I think Fiero loves me as much I am capable of loving him back. He’s told me before, but I didn’t let my heart believe it until he sent me another package last week containing a brand new tablet. A stranger walked by as I opened the package and heard me mumble to myself “I cannot believe this man…” and after seeing my surprise, she commented, “If that’s not love, I don’t know what is, girl.” And I could only think: It sure is. But I’m still scared of the possibilities. [If you don’t know/remember who Fiero is, read “27 Nov 16”]
On the other hand, Q and I have a very real and more realistic chance at something… remarkable. He’s not too old (Not that Fiero is old, but older than I’m used to), he doesn’t already have a child, his ambition matches mine perfectly (unlike X), and we mix oh, so well.

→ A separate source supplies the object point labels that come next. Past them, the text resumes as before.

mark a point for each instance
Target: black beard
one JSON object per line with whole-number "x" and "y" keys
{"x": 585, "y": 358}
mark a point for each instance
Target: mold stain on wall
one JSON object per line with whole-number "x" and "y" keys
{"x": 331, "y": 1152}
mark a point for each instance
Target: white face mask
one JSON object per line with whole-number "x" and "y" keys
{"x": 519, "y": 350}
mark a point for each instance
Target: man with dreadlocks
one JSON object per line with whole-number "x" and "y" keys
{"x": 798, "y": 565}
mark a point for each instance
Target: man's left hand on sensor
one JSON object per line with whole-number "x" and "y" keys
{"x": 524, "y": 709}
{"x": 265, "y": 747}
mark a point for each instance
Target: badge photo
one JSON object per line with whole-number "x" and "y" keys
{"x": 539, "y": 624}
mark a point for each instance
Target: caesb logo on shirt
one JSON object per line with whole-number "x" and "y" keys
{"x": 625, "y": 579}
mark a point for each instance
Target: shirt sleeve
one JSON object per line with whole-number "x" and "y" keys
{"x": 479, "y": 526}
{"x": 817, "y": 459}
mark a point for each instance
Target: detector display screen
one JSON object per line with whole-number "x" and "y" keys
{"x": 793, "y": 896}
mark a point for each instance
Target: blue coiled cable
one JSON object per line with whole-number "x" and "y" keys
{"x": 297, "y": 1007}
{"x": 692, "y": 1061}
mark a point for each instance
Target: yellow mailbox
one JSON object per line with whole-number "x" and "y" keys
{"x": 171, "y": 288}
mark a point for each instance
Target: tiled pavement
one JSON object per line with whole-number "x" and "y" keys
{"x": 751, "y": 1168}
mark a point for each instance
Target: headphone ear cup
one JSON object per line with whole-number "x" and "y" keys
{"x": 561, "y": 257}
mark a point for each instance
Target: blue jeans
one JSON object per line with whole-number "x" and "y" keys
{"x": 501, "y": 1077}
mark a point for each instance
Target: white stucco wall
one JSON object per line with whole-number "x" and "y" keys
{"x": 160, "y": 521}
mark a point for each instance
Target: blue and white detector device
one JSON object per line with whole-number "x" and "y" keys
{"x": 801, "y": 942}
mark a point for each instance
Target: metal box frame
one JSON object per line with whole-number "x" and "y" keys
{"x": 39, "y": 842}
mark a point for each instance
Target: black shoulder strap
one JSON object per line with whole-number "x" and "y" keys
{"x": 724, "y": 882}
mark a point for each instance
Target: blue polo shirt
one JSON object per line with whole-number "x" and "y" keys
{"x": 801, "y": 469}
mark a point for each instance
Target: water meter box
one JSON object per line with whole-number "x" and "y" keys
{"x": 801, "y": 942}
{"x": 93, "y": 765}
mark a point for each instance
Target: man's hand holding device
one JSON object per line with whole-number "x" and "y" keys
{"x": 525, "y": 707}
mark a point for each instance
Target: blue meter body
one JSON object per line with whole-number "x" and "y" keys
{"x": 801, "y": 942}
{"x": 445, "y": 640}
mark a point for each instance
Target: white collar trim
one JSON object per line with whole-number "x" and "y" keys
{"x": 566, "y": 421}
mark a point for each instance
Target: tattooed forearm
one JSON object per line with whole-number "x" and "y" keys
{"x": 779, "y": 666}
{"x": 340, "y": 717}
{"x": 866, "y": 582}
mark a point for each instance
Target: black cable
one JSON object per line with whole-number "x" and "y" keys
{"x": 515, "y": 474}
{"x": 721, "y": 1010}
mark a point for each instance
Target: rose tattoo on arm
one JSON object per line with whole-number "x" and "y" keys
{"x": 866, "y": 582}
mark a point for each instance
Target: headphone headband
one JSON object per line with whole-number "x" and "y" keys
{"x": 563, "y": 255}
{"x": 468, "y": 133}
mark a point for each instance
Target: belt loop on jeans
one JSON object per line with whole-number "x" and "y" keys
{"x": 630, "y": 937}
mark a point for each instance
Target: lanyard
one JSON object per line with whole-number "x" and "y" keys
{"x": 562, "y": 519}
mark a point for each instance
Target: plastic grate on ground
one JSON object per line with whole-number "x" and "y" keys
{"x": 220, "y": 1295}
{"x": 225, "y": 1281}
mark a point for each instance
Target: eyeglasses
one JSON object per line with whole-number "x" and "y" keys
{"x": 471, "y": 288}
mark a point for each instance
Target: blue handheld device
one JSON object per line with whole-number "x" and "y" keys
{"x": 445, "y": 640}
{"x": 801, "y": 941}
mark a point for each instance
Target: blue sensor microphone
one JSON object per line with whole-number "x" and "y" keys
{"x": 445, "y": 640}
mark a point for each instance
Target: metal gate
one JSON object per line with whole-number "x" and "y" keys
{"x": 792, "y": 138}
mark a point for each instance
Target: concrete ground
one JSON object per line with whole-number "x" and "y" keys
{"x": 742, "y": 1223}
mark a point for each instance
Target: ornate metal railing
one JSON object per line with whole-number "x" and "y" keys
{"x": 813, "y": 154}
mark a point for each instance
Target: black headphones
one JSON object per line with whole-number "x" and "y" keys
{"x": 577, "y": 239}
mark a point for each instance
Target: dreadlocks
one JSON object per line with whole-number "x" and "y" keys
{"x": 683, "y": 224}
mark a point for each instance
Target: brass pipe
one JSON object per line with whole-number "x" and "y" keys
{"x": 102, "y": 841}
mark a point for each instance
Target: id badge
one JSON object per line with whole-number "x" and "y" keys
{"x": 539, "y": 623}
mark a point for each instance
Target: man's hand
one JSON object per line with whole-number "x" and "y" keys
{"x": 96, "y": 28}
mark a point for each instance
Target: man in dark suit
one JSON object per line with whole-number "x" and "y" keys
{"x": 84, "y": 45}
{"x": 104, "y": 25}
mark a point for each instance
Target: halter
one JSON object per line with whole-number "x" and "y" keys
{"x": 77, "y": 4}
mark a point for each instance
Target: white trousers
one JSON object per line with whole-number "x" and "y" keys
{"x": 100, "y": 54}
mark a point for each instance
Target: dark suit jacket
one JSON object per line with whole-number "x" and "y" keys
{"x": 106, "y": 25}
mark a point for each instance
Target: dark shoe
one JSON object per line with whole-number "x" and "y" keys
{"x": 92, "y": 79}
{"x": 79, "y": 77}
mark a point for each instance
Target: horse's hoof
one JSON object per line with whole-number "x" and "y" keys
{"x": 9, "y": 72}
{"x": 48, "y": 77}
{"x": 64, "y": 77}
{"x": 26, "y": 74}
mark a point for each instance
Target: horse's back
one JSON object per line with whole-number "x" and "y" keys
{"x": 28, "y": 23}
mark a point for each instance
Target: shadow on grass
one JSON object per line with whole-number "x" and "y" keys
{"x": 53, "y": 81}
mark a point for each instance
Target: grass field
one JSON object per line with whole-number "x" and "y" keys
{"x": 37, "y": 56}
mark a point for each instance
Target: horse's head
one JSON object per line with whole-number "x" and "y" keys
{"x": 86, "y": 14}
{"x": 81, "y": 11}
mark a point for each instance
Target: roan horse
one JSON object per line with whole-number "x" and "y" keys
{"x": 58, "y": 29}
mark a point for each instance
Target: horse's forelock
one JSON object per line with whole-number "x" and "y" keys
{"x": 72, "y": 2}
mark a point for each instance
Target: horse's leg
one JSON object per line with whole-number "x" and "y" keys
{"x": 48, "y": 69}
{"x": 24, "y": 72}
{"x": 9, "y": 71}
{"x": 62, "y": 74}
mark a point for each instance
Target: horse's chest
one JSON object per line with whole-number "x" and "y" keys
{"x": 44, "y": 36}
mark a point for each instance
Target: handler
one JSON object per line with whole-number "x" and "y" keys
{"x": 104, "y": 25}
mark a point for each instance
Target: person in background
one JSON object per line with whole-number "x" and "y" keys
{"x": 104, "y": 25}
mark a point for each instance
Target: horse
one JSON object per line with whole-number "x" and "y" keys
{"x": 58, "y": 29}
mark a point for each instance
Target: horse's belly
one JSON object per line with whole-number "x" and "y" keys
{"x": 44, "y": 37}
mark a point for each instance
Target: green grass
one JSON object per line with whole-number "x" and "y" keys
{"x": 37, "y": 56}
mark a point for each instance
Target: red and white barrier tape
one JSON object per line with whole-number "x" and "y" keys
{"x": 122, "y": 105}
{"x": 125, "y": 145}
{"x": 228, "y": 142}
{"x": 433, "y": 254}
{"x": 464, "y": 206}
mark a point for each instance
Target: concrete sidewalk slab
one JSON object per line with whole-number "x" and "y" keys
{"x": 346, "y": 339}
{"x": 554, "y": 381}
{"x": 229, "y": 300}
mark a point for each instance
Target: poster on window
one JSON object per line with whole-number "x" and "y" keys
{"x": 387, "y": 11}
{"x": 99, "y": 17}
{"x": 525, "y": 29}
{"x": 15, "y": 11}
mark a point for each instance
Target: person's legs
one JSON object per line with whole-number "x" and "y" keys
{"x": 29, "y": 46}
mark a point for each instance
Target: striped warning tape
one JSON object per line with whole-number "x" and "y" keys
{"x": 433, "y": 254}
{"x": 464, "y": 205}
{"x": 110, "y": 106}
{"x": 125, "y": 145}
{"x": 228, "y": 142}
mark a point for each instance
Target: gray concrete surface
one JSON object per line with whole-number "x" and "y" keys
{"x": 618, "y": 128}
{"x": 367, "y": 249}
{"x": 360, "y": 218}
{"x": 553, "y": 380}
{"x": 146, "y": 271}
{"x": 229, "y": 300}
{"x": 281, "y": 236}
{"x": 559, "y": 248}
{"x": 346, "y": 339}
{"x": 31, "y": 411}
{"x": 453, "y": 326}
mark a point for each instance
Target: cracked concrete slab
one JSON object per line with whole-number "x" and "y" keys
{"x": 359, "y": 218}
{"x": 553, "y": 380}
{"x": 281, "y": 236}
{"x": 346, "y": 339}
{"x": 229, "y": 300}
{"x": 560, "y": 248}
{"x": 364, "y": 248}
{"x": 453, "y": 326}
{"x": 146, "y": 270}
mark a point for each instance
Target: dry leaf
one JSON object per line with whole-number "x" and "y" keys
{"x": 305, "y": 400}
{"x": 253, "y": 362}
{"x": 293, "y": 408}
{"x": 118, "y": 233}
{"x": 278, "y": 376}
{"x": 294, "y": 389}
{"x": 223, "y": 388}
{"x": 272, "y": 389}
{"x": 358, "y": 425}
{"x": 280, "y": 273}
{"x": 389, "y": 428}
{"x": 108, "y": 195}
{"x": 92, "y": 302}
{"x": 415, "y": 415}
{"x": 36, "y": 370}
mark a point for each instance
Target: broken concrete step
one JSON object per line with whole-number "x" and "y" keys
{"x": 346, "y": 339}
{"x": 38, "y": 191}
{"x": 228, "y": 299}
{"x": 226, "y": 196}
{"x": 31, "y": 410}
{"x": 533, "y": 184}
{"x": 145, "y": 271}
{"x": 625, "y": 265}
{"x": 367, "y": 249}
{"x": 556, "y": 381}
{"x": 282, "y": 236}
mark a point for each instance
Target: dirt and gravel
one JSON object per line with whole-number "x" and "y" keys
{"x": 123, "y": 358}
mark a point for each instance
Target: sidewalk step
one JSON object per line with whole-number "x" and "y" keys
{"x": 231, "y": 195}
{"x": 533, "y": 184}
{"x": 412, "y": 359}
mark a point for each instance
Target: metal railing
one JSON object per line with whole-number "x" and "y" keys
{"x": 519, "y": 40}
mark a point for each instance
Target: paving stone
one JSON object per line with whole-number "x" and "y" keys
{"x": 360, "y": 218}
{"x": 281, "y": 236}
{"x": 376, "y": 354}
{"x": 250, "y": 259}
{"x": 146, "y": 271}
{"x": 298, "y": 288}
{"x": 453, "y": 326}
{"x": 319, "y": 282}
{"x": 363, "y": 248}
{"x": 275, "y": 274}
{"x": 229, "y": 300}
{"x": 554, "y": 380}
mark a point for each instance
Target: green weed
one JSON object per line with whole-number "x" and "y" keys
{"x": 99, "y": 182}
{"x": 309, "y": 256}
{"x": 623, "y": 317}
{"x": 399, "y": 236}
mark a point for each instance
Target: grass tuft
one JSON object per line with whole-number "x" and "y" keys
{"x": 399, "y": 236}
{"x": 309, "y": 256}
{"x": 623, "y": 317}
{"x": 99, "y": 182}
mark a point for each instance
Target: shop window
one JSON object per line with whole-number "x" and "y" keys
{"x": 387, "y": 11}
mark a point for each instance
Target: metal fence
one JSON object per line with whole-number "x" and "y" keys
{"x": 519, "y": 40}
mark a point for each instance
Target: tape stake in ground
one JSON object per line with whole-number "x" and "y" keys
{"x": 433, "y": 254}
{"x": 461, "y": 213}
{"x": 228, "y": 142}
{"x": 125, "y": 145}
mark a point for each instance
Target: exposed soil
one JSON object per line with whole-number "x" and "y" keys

Not to also mention that I’ve actually seen him in person. However, Q holds back so much because he doesn’t realize his own potential – let alone ours. Too, I think that might cause contrast in more than just love… We’re just going with the flow of life, as I suggested.
So, call me what you want. I’m not using anyone, I’m not heartless, I’m just… I’m willing to wait for my forever. Now, I’d be a liar if I said my life is now full of flowers and safety gum drops. I’m not completely at peace, and (as I’ve previously admitted to Q) I find myself wishing I had someone to hold and care for me. That breath of loneliness only occurs on some rare nights though. At the end of it all I have me to take care of. And I’m content with that insight for now.
I’m going on a ski trip in February. Initially, I instinctively invited a male along. Instead, I think I’m just going to go with one of the girls and really let go of everything. Leave 2016 and the last two years on that mountain.